Add gaussian noise to the input image.

class sparcscore.ml.transforms.GaussianBlur(kernel_size=[1, 1, 1, 1, 5, 5, 7, 9], sigma=(0.1, 2), channels=[])

Apply a gaussian blur to the input image.

class sparcscore.ml.transforms.ChannelReducer(channels=5)

can reduce an imaging dataset dataset to 5, 3 or 1 channel 5: nuclei_mask, cell_mask, channel_nucleus, channel_cellmask, channel_of_interest 3: nuclei_mask, cell_mask, channel_of_interestå 1: channel_of_interestå

class sparcscore.ml.transforms.ChannelSelector(channels=[0, 1, 2, 3, 4], num_channels=5)

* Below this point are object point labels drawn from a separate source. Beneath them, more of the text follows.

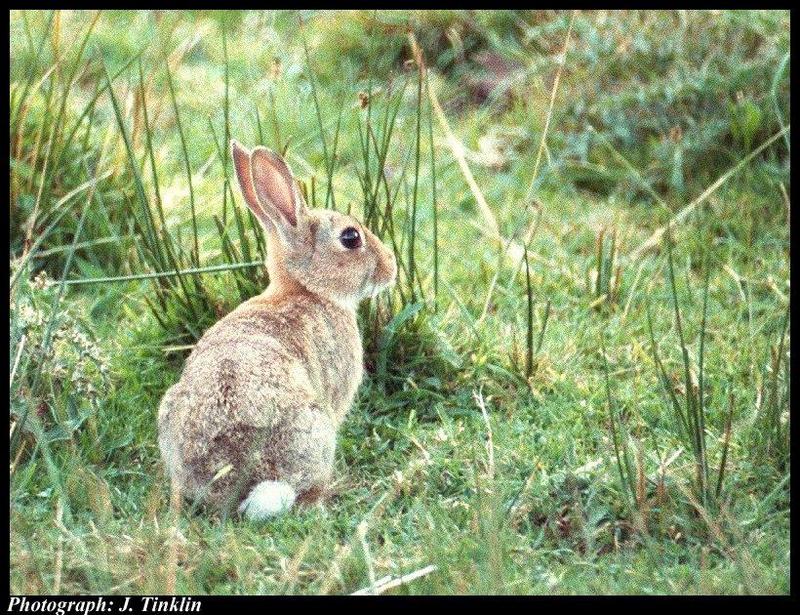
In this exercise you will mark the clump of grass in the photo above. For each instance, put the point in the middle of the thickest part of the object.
(57, 159)
(181, 301)
(688, 403)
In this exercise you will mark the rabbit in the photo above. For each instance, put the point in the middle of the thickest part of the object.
(253, 419)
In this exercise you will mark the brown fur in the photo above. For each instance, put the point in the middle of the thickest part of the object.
(265, 389)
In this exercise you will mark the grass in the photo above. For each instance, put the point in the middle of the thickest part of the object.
(578, 385)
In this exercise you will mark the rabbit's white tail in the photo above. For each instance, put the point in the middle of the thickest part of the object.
(268, 498)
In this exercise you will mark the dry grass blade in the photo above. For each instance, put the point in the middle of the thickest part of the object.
(456, 147)
(554, 90)
(655, 238)
(387, 583)
(489, 440)
(172, 561)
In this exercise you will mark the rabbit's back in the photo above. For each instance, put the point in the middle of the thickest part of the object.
(268, 366)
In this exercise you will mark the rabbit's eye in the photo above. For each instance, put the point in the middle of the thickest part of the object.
(350, 238)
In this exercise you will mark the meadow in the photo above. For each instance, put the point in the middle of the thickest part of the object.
(579, 384)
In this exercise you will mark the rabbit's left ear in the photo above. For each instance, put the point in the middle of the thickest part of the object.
(241, 162)
(269, 189)
(276, 188)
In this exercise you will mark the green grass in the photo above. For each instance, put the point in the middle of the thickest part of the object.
(545, 413)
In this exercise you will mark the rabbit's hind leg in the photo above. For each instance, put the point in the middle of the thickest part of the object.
(297, 463)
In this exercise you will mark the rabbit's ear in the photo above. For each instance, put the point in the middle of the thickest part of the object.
(275, 187)
(241, 162)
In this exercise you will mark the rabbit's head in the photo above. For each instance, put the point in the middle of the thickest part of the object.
(328, 253)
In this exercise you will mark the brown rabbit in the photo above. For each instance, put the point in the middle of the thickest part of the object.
(253, 419)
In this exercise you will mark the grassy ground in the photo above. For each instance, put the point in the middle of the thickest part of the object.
(552, 404)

select the channel used for prediction.

utils

sparcscore.ml.utils.combine_datasets_balanced(list_of_datasets, class_labels, train_per_class, val_per_class, test_per_class, seed=None)

Combine multiple datasets to create a single balanced dataset with a specified number of samples per class for train, validation, and test set. A balanced dataset means that from each label source an equal number of data instances are used.

Parameters
  • list_of_datasets (list[torch.utils.data.Dataset]) – List of datasets to be combined.

  • class_labels (list[str|int]) – List of class labels present in the datasets.

  • train_per_class (int) – Number of samples per class in the train set.

  • val_per_class (int) – Number of samples per class in the validation set.

  • test_per_class (int) – Number of samples per class in the test set.

  • seed (None | int) – Seed for the random number generator. Defaults to None.

Returns

Combined train dataset with balanced samples per class. torch.utils.data.Dataset: Combined validation dataset with balanced samples per class. torch.utils.data.Dataset: Combined test dataset with balanced samples per class.

Return type

torch.utils.data.Dataset

Raises

ValueError – If a dataset’s length is too small to be split according to the provided sizes.